Westerners are aware that the Americans fire-bombed the city of Dresden in Germany at the end of the Second World War, but most of the truth was suppressed as soon as it happened. Dresden was Eastern Germany’s cultural centre, a city filled with museums and historic buildings, historians unanimously agreeing that Dresden had no military value. What little industry it did have produced only cigarettes and china.
Neither Churchill nor Roosevelt were interested in ending the war or attacking military installations that still existed 100 Kms. outside of Dresden. At the time, the Russian army was advancing, and there is some truth to the story that the Americans wanted to show the Russians the awesome power of a truly advanced military force, to prevent Russia from harboring ambitions about Europe. It seems that both British Prime Minister Winston Churchill and US President Roosevelt wanted what they called “a trump card”, a devastating “thunderclap of Anglo-American annihilation” with which to “impress” Stalin. But this could have been accomplished in many other ways and places. Dresden was not selected for this reason. There were two other prime motivations which will soon be apparent.

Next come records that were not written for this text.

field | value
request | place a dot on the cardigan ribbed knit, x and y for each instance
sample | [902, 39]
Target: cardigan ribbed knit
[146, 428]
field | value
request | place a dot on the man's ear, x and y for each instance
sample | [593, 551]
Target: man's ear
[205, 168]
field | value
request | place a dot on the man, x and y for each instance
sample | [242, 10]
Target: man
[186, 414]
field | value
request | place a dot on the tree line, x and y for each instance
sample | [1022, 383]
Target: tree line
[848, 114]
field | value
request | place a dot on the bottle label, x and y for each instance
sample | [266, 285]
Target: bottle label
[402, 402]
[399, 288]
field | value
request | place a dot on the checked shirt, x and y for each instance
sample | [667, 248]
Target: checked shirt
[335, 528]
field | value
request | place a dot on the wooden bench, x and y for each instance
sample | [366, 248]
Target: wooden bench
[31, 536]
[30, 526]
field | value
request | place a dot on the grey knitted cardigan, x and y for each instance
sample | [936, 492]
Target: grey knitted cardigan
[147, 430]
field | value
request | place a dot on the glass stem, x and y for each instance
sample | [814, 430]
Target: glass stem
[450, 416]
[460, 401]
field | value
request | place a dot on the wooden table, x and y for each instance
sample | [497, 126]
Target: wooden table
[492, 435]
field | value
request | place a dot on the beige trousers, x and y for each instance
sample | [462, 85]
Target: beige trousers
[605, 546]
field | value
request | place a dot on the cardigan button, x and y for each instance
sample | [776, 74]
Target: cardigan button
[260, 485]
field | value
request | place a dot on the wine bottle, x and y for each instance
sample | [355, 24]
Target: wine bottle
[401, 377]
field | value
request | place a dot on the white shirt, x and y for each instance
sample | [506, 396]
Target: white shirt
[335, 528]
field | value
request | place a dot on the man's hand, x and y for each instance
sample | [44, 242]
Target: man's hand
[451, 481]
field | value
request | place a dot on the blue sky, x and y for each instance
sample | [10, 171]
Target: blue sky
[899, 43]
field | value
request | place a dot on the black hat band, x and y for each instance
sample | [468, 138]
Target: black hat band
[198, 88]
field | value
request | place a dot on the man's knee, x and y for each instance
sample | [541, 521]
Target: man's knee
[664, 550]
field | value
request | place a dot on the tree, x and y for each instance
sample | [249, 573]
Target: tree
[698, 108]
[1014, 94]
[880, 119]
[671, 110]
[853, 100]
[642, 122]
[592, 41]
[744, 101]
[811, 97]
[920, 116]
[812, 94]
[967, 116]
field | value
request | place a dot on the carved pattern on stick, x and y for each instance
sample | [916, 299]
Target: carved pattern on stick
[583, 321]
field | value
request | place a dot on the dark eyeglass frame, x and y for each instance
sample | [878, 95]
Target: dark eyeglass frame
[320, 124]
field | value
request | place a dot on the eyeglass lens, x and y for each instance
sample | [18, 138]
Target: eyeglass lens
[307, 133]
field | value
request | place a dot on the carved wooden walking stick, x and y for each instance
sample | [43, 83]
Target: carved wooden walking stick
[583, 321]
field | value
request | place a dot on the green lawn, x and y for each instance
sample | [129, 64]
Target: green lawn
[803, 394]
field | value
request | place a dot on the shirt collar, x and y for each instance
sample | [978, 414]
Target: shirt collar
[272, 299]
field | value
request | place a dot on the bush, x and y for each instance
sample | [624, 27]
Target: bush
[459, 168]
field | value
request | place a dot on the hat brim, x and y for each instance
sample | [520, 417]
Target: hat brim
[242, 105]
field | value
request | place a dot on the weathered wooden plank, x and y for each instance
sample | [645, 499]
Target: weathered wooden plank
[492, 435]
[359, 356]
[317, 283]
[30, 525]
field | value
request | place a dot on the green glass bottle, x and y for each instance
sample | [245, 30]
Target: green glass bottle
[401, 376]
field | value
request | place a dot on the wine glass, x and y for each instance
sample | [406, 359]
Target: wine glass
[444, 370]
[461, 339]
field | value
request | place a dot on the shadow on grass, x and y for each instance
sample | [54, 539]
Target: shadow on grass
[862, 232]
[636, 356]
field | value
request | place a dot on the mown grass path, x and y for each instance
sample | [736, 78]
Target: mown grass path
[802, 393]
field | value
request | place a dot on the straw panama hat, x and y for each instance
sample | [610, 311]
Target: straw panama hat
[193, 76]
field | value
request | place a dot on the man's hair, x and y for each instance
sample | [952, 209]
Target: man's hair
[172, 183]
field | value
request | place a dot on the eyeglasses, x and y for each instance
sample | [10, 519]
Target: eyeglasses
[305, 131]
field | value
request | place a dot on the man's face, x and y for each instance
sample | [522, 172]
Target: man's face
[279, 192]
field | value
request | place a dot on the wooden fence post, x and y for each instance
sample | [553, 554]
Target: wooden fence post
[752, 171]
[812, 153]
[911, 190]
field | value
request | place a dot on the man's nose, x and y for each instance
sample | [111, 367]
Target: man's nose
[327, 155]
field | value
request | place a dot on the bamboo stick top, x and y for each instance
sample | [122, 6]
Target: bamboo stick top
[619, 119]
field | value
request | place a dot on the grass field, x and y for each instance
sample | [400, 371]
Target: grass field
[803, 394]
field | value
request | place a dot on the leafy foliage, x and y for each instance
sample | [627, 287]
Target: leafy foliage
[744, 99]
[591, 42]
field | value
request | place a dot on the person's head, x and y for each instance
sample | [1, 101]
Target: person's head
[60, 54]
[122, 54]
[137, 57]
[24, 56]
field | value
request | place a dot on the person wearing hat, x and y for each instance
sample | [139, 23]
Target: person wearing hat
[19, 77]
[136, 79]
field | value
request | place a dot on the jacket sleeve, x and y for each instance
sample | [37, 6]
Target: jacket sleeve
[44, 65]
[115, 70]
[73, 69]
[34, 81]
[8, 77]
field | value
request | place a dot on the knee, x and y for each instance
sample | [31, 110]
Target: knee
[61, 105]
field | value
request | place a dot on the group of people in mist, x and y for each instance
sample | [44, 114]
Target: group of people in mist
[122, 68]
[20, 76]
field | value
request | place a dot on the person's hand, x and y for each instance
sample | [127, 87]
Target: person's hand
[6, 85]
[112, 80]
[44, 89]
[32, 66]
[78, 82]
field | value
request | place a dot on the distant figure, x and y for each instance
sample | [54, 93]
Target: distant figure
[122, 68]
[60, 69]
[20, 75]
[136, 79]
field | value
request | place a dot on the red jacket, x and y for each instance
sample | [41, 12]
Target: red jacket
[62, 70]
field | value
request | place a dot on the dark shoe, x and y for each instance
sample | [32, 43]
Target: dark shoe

The fire-bombing of Dresden is one of many historical events that have been heavily sanitised by the victors, with casualty claims by so-called historians ranging as low as 25,000 or 30,000 when the likely tally was at least 30 times that number. Most cleansed versions of this holocaust tend to virtually ignore or deliberately underestimate the vast stream of refugees that had been flowing into Dresden for weeks; the most accurate estimates I have seen range upward from 500,000, this in addition to the regular population. Both Churchill and Roosevelt were fully aware of this huge and defenseless horde and, in their search for their “trump-card thunderclap”, were quoted as actively looking for “suggestions on how to blaze 600,000 refugees”. The Internet on this topic is very heavily sanitised.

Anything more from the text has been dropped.